The Misallocation of Human Capital
But the overinvestment in manufacturing construction is only part of the problem. The broader story is the unprecedented growth of government itself. Over the past three years, federal spending and employment have surged to levels that make the Obama years look like an era of restraint. Since January 2023, more than one in five new jobs in the U.S. have been in state and local government or public education. That’s over twice the rate of public-sector job growth seen in the decade before COVID-19.
The hiring spree isn’t just unsustainable—it’s a distortion of the economy itself. When government work becomes the most attractive and reliable form of employment, talent and capital are inevitably diverted away from genuinely productive activities. Education systems churn out graduates tailored for government-related jobs, while private industry struggles to attract skilled labor. Worse, much of this public-sector employment growth has been financed through deficit spending. This is the kind of reckless borrowing that Minsky would immediately recognize as Ponzi finance.
Treasury Secretary Scott Bessent has been sounding the alarm, warning that the economy is “hooked” on government spending and needs a “detox period.” The real problem, he argues, isn’t recession but the structural damage caused by an economic model built around continuous government expansion. Ray Dalio has echoed those concerns, pointing out that the U.S. debt-to-GDP ratio has now surged past 122 percent. When you’ve borrowed so much that even foreign buyers start to hesitate, you’re in serious trouble.
Ending the Government-Spending Ponzi Scheme
The tragedy of Biden’s economic model is that it’s built on the assumption that government can replace the private sector as the primary engine of growth. But government can only direct resources; it cannot create real value. The more the state attempts to engineer growth through subsidies and deficit spending, the more it undermines the productive capacity of the private sector.

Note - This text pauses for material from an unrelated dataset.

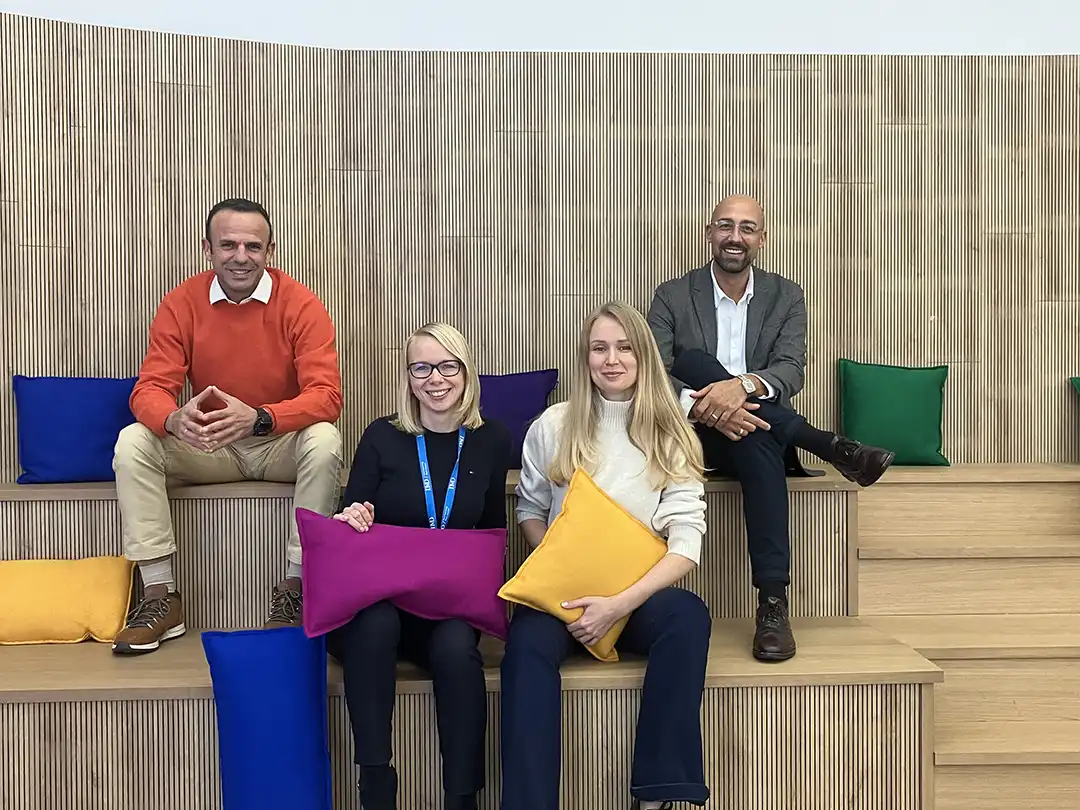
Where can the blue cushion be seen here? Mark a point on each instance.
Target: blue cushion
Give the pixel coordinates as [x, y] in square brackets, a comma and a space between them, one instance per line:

We’re experiencing a Minsky Moment for government, a reckoning with an economy driven to instability by the excesses of government spending-driven stability. The Biden administration’s attempt to force the economy into its own green energy utopia has only created an economy that’s fragile, over-leveraged, and increasingly unable to generate real growth. Trump’s plan to scale back government is about more than just balancing the books. It’s about forcing the economy to confront the reality that government-driven growth is a lie. And unless the detox happens soon, the inevitable collapse will be far worse than any recession the media wants to blame on Trump.